The Goldwater Institute this week filed a brief with the U.S. Supreme Court asking it to overturn a 1980 case that lets people exercise free speech rights by trespassing on private property. The case, PruneYard v. Robins, ruled that the Fifth Amendment's takings clause wasn't violated when governments stopped shopping mall owners from blocking people who wanted to gather petition signatures or engage in other expressive activities on their land. The institute argues that this 40-plus-year-old precedent creates a false conflict between property rights and free speech—and that it's time for the Supreme Court to put it to rest.
The original PruneYard decision held that states can give people the "right" to go onto someone else's land against the owner's will to engage in free speech activities. In the decades since 1980, the Supreme Court has overruled major aspects of that decision, and state courts have almost entirely rejected it—yet it remains on the books. Just two years ago, in Moody v. NetChoice, people cited PruneYard to argue that if shopping mall owners can be forced to let petition circulators on their land, then companies like X or Facebook can be forced to publish content they disapprove of. The new lawsuit involves a petition circulator in California who filed suit arguing he should be allowed onto private shopping center land to circulate petitions, with state courts siding with him based on the old precedent.
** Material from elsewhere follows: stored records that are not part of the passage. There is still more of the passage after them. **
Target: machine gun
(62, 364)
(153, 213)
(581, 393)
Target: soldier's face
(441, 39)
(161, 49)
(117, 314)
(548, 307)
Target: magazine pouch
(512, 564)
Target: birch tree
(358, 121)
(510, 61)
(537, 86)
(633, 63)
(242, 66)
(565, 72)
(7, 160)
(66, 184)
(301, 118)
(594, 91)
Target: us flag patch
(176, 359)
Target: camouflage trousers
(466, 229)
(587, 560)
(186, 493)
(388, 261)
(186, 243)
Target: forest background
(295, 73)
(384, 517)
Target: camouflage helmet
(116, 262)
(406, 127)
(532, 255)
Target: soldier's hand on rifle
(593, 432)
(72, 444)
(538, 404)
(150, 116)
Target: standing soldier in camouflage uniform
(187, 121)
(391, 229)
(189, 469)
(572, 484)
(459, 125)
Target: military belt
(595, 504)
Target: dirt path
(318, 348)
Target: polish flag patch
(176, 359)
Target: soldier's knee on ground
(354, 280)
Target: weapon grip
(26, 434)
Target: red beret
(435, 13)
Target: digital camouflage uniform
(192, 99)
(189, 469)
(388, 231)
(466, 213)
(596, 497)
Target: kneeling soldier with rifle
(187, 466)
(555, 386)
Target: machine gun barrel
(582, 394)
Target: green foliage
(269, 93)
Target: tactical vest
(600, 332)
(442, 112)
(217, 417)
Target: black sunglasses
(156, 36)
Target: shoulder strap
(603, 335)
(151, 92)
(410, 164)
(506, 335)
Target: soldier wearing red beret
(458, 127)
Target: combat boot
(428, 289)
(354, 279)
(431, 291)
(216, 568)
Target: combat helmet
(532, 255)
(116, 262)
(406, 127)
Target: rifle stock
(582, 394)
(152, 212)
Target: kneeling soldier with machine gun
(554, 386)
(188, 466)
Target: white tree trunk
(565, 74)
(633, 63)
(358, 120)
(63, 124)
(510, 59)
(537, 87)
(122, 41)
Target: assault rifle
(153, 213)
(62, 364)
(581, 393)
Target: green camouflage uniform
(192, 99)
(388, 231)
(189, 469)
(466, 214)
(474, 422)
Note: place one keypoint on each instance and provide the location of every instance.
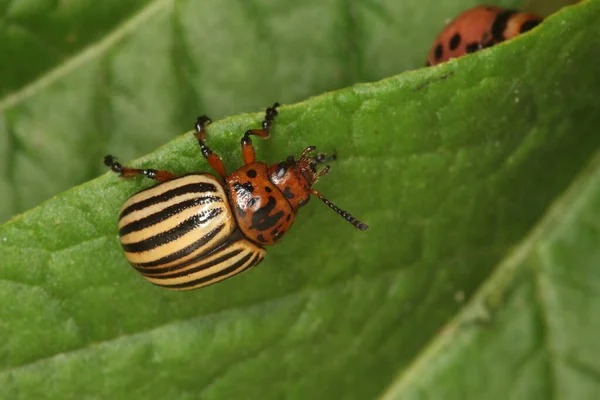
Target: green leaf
(128, 76)
(451, 174)
(532, 329)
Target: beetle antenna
(344, 214)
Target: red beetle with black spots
(196, 229)
(478, 28)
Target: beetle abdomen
(173, 226)
(232, 257)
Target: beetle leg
(247, 149)
(323, 158)
(213, 159)
(125, 172)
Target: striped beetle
(194, 230)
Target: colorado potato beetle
(478, 28)
(196, 229)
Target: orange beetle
(197, 229)
(478, 28)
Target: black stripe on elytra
(172, 234)
(220, 274)
(499, 24)
(177, 273)
(257, 258)
(180, 253)
(166, 213)
(176, 267)
(168, 195)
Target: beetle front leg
(125, 172)
(213, 159)
(247, 148)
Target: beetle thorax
(294, 179)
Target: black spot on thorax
(438, 52)
(499, 24)
(288, 193)
(529, 25)
(473, 47)
(262, 218)
(243, 188)
(455, 41)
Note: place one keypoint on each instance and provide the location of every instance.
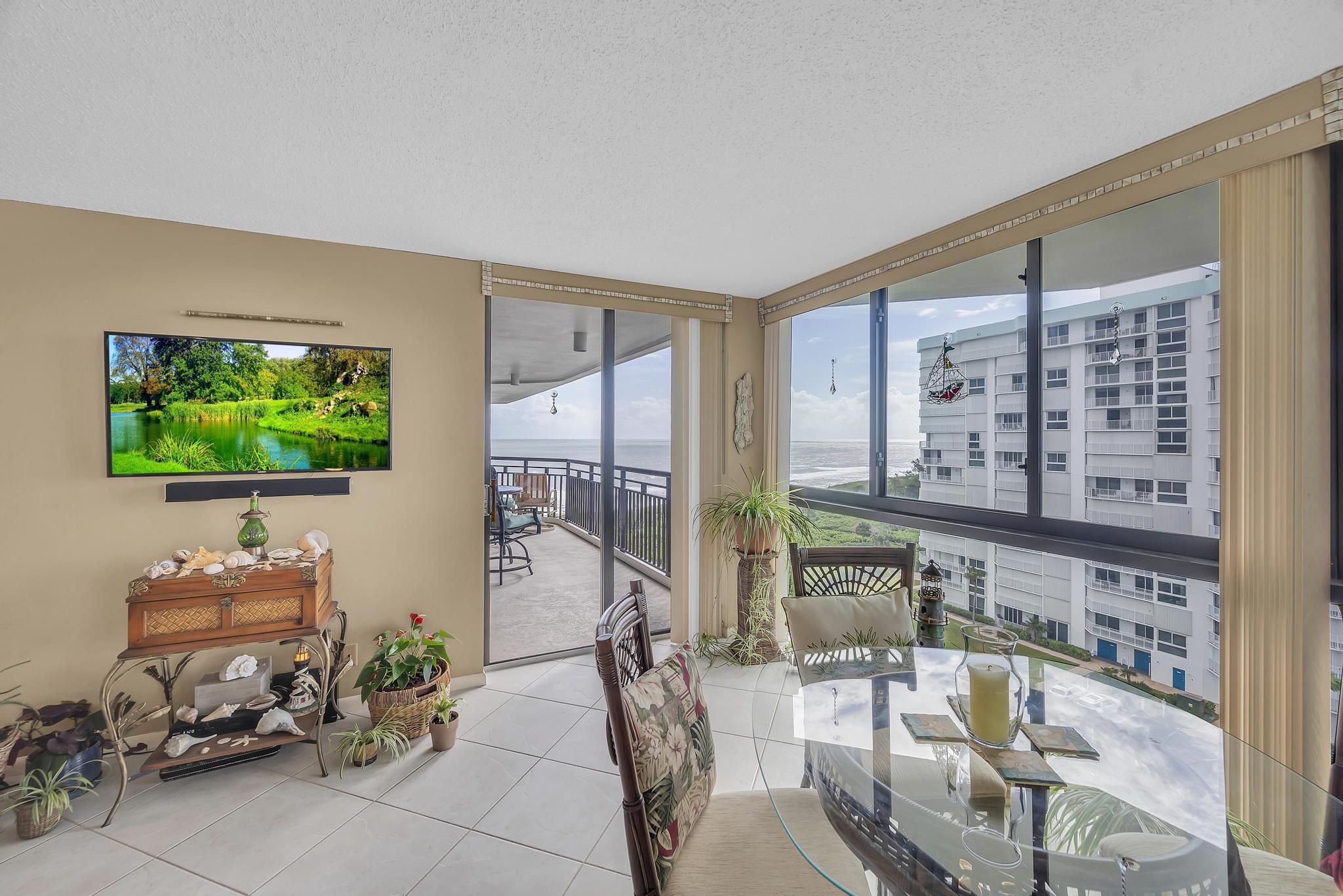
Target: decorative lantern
(932, 614)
The brief states that PruneYard's central problem was ignoring what philosophers call "compossibility"—the principle that individual rights never contradict one another and that it should always be possible for two people to exercise their rights without intruding on each other's freedom. According to the institute, "it isn't free speech to force someone else to help you spread your message," comparing the situation to forcing people to pay for someone's microphone. Timothy Sandefur, the Vice President for Legal Affairs at the Goldwater Institute, writes in the brief that the ruling "failed to address the central issue—whether private property becomes public just because people shop there—and its takings analysis is now entirely obsolete."
The institute's argument rests on a fundamental shift in how the Supreme Court has approached compelled speech since 1980. The Court has made clear in recent years that the Constitution forbids the government from compelling some people to subsidize the speech of others—yet PruneYard contradicts that principle by forcing property owners to host expression they may not support. The brief explains that nobody has a right to express themselves on someone else's land without consent, just as "your right to swing your fist ends where my nose begins." The Goldwater Institute argues that PruneYard's vagueness has allowed it to survive only by being "malleable enough to be distinguished by subsequent cases," which they describe as "a bug, not a feature."
The Supreme Court now has a chance to resolve this decades-old contradiction. The property owners in the new California case, represented by the Pacific Legal Foundation, have asked the Court to take up the issue and finally overturn PruneYard. The Goldwater Institute's position is straightforward: private property owners should be free to exclude expressive trespassers, and state courts have already shown the way by rejecting the precedent in their own rulings. If the Court agrees to hear the case and rules in favor of property owners, it would end a 40-year experiment in forcing Americans to choose between protecting their property and respecting others' speech rights—a choice the institute argues they should never have had to make.